Le canon « Ro’em » effectue son premier tir opérationnel pour les Forces de défense israéliennes
Pour la première fois depuis son intégration dans les Forces de défense israéliennes et le Corps d'artillerie, le canon « Ro’em » a effectué un tir opérationnel. Les forces de la 282e Brigade de feu du Corps d'artillerie ont récemment utilisé ce nouveau système pour soutenir les forces de manœuvre dans le nord, et l'ont employé pour attaquer des cibles du Hezbollah d'où des tirs étaient dirigés contre nos troupes.
Il s'agit d'une étape importante pour le corps, non seulement en raison de sa première utilisation opérationnelle, mais aussi de ce qu'elle représente : le passage au premier canon automatique de ce type dans les FDI après des décennies, incarnant un changement conceptuel dans la manière dont les tirs d'artillerie sont employés sur le champ de bataille.
« Le « Ro’em » apporte de nombreuses nouvelles capacités par rapport au canon existant », explique le lieutenant-colonel B., chef de la division « Ro’em » à l'école du Corps d'artillerie. « Il offre une mobilité accrue, une automatisation complète et la capacité d'opérer au sein d'une manœuvre en profondeur en territoire ennemi. Il tire plus loin et plus précisément, ce qui en fait une véritable percée. »
Le tir, effectué pour la première fois contre plusieurs cibles de roquettes et de missiles antichars du Hamas et du Hezbollah qui représentaient une menace pour les troupes, a été qualifié de succès opérationnel. Il a contribué à éliminer une menace pour les forces et a même servi de base au développement de nouvelles réponses dans le domaine des tirs d'artillerie, en plein combat.
En coulisses, il s'agit d'une arme qui modifie également l'apparence de la batterie sur le terrain. Le canon est monté sur un camion lourd capable de se déplacer de manière autonome, sans tracteur, ce qui permet des transitions plus rapides entre les positions et les lieux. « C'est un gros camion, mais plus intelligent », décrit le lieutenant-colonel B. « Une grande partie du travail qui était auparavant manuel est maintenant effectuée automatiquement. »

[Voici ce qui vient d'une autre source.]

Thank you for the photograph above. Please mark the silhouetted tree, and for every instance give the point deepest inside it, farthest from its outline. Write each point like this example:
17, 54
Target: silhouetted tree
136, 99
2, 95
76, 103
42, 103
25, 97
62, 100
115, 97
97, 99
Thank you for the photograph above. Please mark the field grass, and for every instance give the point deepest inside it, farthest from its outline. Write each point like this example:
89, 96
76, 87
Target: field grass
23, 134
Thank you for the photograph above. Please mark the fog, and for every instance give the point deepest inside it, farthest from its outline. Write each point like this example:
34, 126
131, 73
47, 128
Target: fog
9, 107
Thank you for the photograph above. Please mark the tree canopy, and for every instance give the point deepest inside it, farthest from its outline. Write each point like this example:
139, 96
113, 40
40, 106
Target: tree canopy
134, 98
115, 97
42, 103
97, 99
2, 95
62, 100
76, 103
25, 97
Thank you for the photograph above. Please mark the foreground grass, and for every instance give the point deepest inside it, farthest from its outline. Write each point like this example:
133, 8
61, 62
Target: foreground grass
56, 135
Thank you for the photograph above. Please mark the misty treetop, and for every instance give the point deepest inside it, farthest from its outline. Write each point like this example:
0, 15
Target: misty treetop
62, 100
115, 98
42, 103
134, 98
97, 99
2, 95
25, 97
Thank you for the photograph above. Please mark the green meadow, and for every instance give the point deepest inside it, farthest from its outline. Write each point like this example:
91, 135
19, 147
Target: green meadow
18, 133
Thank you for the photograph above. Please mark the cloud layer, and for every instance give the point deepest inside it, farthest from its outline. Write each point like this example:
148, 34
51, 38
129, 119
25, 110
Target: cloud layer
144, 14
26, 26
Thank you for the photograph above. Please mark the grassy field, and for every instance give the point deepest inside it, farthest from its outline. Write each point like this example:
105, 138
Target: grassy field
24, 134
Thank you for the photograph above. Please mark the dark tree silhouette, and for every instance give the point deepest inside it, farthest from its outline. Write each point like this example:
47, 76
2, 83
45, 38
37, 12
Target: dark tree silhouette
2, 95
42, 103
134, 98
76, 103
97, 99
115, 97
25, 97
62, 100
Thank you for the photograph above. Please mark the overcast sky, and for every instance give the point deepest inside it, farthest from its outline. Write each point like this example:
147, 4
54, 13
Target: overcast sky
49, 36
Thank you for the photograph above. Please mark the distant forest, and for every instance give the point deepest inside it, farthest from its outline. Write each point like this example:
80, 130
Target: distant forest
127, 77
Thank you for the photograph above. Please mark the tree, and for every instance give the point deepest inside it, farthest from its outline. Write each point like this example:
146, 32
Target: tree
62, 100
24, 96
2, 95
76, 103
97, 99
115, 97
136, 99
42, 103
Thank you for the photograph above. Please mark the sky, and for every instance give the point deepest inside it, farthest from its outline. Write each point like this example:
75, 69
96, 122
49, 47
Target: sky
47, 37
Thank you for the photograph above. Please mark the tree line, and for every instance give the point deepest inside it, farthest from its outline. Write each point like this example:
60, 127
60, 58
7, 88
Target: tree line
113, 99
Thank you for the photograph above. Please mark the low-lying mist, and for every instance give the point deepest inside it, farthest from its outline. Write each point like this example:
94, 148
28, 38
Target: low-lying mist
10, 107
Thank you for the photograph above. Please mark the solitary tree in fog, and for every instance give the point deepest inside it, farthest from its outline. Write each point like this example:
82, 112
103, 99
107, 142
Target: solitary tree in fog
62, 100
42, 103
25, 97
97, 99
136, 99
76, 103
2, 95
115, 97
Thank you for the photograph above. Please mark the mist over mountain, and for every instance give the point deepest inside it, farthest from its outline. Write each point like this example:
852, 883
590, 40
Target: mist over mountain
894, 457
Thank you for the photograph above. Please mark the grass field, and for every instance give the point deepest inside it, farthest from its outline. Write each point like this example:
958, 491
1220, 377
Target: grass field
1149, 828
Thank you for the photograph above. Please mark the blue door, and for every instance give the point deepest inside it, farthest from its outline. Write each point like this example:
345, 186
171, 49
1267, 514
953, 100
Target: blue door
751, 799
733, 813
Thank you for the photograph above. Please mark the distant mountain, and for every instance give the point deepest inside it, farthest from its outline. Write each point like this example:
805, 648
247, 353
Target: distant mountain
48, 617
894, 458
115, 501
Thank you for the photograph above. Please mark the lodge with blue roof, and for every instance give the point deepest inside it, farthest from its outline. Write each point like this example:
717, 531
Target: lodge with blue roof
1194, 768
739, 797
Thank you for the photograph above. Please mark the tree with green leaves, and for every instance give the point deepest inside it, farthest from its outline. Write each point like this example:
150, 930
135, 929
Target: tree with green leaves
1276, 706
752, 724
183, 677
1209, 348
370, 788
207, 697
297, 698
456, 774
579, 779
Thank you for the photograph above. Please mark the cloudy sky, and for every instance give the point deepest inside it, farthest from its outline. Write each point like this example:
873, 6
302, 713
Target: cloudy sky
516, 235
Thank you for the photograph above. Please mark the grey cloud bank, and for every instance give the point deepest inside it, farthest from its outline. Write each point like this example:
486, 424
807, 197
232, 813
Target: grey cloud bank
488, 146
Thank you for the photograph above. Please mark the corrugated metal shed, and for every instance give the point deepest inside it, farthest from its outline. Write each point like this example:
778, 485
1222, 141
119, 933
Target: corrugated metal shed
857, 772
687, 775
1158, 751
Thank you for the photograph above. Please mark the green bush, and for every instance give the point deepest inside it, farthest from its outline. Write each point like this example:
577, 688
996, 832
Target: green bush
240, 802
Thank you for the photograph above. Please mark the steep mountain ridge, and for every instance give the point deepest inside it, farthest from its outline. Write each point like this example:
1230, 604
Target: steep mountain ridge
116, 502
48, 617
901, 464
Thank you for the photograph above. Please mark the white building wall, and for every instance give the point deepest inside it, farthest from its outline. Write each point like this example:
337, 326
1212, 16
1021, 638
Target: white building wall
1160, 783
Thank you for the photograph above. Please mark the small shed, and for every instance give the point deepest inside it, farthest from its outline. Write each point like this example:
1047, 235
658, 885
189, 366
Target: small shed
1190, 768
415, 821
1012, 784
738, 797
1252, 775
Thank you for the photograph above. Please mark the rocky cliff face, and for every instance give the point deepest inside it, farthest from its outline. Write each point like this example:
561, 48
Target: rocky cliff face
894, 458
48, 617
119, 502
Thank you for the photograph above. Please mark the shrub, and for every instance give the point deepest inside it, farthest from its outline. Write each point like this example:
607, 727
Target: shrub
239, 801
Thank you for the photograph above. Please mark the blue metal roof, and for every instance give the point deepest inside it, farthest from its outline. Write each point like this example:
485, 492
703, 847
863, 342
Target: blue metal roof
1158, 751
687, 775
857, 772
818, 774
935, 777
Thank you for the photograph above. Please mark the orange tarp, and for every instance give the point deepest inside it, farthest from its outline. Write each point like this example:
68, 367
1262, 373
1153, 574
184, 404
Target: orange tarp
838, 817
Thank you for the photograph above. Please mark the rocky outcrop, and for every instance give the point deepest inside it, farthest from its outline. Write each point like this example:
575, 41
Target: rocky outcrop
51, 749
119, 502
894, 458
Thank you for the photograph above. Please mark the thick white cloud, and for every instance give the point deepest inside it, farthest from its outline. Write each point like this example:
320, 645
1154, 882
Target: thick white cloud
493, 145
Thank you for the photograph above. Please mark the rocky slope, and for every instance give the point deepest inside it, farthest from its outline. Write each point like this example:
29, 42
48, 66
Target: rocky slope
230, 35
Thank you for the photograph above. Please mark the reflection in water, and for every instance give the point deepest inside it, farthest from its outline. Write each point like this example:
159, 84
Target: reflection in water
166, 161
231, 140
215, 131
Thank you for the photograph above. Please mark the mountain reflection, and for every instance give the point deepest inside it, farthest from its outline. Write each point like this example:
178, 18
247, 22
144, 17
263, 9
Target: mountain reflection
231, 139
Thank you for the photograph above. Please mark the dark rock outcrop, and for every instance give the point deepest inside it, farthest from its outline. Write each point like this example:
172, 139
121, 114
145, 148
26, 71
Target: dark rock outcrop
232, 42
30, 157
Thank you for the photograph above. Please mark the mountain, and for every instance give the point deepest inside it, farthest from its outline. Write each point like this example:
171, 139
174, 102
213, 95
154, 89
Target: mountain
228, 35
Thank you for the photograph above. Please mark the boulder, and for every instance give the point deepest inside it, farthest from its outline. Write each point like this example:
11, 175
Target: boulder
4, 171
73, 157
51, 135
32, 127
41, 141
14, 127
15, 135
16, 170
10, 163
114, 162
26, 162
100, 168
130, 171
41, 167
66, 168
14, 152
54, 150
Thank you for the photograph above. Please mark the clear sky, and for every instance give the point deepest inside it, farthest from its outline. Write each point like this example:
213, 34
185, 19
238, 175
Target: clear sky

La signification opérationnelle se fait sentir principalement en termes de vitesse et de précision : le « Ro’em » est capable de tirer à un rythme considérablement plus élevé que les systèmes existants, sur de plus longues portées, et peut même effectuer des tirs avec plusieurs trajectoires afin que différents obus atteignent la cible simultanément. De plus, le temps de réponse est réduit à moins d'une minute, et l'utilisation de l'arme ne nécessite que trois membres d'équipage, contre huit pour les canons précédents.
« C'est un événement historique », déclare l'officier d'artillerie. « Imaginez ce moment : après 50 ans, nous remplaçons, ou plutôt améliorons, un canon dans le corps. En réalité, cela se traduit par une chose : plus de tirs en moins de temps, moins d'exposition et de danger pour les troupes sur le terrain. »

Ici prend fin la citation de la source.